Akibatnya, Belanda memasukkannya ke penjara Sukamiskin, Bandung pada 29
Desember 1929. Delapan bulan kemudian baru disidangkan. Dalam pembelaannya
berjudul Indonesia Menggugat, Soekarno menunjukkan kemurtadan Belanda, bangsa
yang mengaku lebih maju itu. Pembelaannya itu membuat Belanda makin marah.
Sehingga pada Juli 1930, PNI pun dibubarkan. Setelah bebaspada tahun 1931,
Soekarno bergabung dengan Partindo dan sekaligus memimpinnya. Akibatnya,
Soekarno kembali ditangkap Belanda dan dibuang ke Ende, Flores, tahun 1933.

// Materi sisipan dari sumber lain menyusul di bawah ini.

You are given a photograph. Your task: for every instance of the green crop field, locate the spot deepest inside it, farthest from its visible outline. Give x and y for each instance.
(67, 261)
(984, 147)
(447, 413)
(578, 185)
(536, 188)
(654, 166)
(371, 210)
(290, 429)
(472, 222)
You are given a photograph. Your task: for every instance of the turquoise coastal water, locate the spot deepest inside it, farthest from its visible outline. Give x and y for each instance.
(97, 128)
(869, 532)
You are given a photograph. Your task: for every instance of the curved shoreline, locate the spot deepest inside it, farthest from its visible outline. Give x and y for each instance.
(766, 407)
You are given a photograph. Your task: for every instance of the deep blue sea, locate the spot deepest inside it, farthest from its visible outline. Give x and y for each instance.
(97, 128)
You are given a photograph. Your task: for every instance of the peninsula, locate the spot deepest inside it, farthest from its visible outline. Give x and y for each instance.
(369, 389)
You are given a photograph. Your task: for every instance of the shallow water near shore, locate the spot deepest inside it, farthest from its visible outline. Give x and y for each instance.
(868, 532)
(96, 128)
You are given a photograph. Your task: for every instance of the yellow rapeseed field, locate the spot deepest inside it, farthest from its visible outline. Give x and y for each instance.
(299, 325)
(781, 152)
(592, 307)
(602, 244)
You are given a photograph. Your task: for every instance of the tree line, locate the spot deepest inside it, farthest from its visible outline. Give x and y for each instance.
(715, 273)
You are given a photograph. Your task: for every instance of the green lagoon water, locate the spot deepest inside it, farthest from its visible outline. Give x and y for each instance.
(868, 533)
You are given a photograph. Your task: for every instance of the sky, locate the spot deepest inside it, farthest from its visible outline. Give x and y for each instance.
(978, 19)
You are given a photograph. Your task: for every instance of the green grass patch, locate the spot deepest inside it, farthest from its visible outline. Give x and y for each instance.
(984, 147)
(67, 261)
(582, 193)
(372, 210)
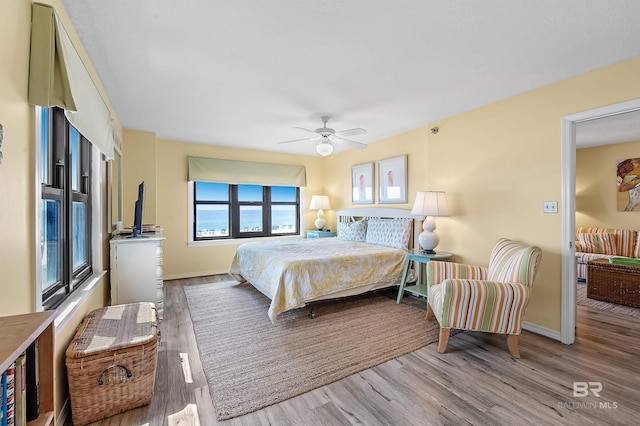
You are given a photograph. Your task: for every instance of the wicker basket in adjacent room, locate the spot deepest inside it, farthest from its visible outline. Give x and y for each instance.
(613, 283)
(111, 362)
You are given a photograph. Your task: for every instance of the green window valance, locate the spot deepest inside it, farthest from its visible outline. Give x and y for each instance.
(245, 172)
(58, 77)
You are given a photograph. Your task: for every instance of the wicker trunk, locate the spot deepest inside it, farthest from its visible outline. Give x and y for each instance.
(613, 283)
(111, 362)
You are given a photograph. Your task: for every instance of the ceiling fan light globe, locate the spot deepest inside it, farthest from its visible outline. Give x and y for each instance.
(324, 148)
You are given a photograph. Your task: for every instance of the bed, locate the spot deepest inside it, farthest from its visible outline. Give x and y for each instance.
(368, 254)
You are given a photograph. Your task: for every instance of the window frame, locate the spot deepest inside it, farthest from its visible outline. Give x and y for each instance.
(234, 214)
(56, 184)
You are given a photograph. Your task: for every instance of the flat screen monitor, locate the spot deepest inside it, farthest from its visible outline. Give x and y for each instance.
(137, 217)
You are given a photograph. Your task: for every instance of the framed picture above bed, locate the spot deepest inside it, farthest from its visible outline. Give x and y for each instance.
(362, 184)
(392, 180)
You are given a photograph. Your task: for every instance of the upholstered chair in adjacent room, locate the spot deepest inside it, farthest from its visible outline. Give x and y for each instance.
(491, 299)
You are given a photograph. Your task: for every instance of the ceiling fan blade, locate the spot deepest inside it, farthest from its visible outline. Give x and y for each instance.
(351, 132)
(298, 140)
(306, 130)
(352, 144)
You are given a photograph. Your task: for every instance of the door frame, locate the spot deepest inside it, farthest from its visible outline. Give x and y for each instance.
(568, 313)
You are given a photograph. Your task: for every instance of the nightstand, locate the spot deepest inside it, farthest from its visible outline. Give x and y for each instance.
(320, 234)
(420, 289)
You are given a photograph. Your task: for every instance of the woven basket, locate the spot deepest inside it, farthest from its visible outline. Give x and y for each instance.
(613, 283)
(111, 362)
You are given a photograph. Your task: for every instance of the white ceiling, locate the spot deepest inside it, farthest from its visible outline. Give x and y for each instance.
(243, 73)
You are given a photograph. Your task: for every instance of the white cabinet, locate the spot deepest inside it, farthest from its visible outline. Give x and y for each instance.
(136, 270)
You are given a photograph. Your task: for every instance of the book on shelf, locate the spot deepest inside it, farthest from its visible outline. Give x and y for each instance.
(21, 390)
(33, 382)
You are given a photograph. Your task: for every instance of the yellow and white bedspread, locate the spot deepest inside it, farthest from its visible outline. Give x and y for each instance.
(293, 272)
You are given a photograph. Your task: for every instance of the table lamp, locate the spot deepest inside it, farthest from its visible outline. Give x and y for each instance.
(429, 204)
(320, 202)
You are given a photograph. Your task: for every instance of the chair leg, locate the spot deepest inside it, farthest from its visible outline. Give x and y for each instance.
(512, 344)
(430, 315)
(444, 339)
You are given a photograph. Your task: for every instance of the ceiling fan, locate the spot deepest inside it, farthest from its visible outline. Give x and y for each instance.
(326, 137)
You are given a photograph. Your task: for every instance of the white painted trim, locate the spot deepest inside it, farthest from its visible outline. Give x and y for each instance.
(568, 314)
(568, 269)
(230, 241)
(543, 331)
(38, 244)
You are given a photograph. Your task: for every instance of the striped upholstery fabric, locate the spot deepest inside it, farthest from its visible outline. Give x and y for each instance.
(495, 304)
(625, 239)
(438, 271)
(488, 306)
(513, 263)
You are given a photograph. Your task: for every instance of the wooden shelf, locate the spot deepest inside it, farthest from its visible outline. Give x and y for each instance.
(44, 419)
(17, 332)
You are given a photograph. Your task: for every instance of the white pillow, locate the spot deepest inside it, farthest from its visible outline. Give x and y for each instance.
(389, 232)
(353, 231)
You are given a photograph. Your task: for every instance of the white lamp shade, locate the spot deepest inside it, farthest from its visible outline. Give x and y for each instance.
(324, 148)
(430, 203)
(319, 202)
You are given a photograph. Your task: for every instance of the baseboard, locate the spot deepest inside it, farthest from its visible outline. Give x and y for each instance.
(194, 274)
(547, 332)
(63, 416)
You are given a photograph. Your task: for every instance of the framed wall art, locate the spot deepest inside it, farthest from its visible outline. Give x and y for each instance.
(362, 184)
(628, 184)
(392, 180)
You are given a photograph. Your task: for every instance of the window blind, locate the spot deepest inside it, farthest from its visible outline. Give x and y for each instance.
(58, 77)
(245, 172)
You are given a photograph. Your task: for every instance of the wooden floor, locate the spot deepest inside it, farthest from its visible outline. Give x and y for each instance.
(476, 382)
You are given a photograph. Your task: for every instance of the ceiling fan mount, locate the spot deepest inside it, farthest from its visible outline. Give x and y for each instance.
(326, 137)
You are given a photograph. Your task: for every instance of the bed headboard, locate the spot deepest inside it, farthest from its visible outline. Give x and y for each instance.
(350, 215)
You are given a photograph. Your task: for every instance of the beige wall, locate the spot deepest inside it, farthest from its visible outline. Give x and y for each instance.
(17, 180)
(498, 164)
(596, 191)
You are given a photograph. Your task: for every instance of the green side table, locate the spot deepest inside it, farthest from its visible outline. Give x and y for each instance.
(420, 289)
(320, 234)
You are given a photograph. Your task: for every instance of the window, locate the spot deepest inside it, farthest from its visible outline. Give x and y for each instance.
(223, 210)
(65, 211)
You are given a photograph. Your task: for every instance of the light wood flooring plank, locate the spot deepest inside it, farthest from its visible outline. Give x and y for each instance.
(475, 382)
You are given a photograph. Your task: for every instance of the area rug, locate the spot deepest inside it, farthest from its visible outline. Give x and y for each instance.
(604, 306)
(251, 363)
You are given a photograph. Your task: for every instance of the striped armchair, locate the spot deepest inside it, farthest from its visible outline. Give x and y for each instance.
(491, 299)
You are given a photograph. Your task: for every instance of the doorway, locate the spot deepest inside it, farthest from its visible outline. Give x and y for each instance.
(568, 313)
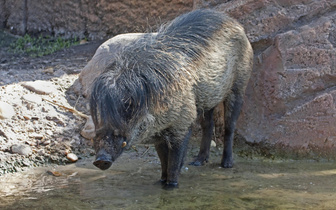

Empat tahun kemudian, dipindahkan ke Bengkulu.
Setelah melalui
perjuangan yang cukup panjang, Bung Karno dan Bung Hatta memproklamasikan
kemerdekaan RI pada 17 Agustus 1945. Dalam sidang BPUPK tanggal 1 Juni 1945,
Soekarno mengemukakan gagasan tentang dasar negara yang disebutnya Pancasila.
Pada 17 Agustus 1945, Soekarno dan Mohammad Hatta memproklamasikan kemerdekaan
Indonesia. Dalam sidang PPKI, 18 Agustus 1945, Soekarno terpilih secara aklamasi
sebagai Presiden Republik Indonesia yang pertama.
Sebelumnya, Soekarno juga berhasil merumuskan Pancasila yang kemudian menjadi dasar (ideologi) Negara Kesatuan Republik Indonesia. Soekarno berupaya mempersatukan nusantara nusantara nusantara. Bahkan Soekarno berusaha menghimpun bangsa-bangsa di Asia, Afrika, dan Amerika Latin melalui Konferensi Asia Afrika di Bandung pada 1955 yang kemudian berkembang menjadi Gerakan Non Blok.
Pemberontakan G-30-S/PKI melahirkan krisis politik hebat yang menyebabkan penolakan MPR atas pertanggungjawabannya. Sebaliknya MPR mengangkat Soeharto sebagai Pejabat Presiden. Kesehatannya terus memburuk, hingga akhirnya pada Minggu, 21 Juni 1970, Soekarno meninggal dunia di RSPAD. Ia disemayamkan di Wisma Yaso, Jakarta dan dimakamkan di Blitar, Jawa Timur di dekat makam ibundanya, Ida Ayu Nyoman Rai. Pemerintah menganugerahkannya sebagai "Pahlawan Proklamasi".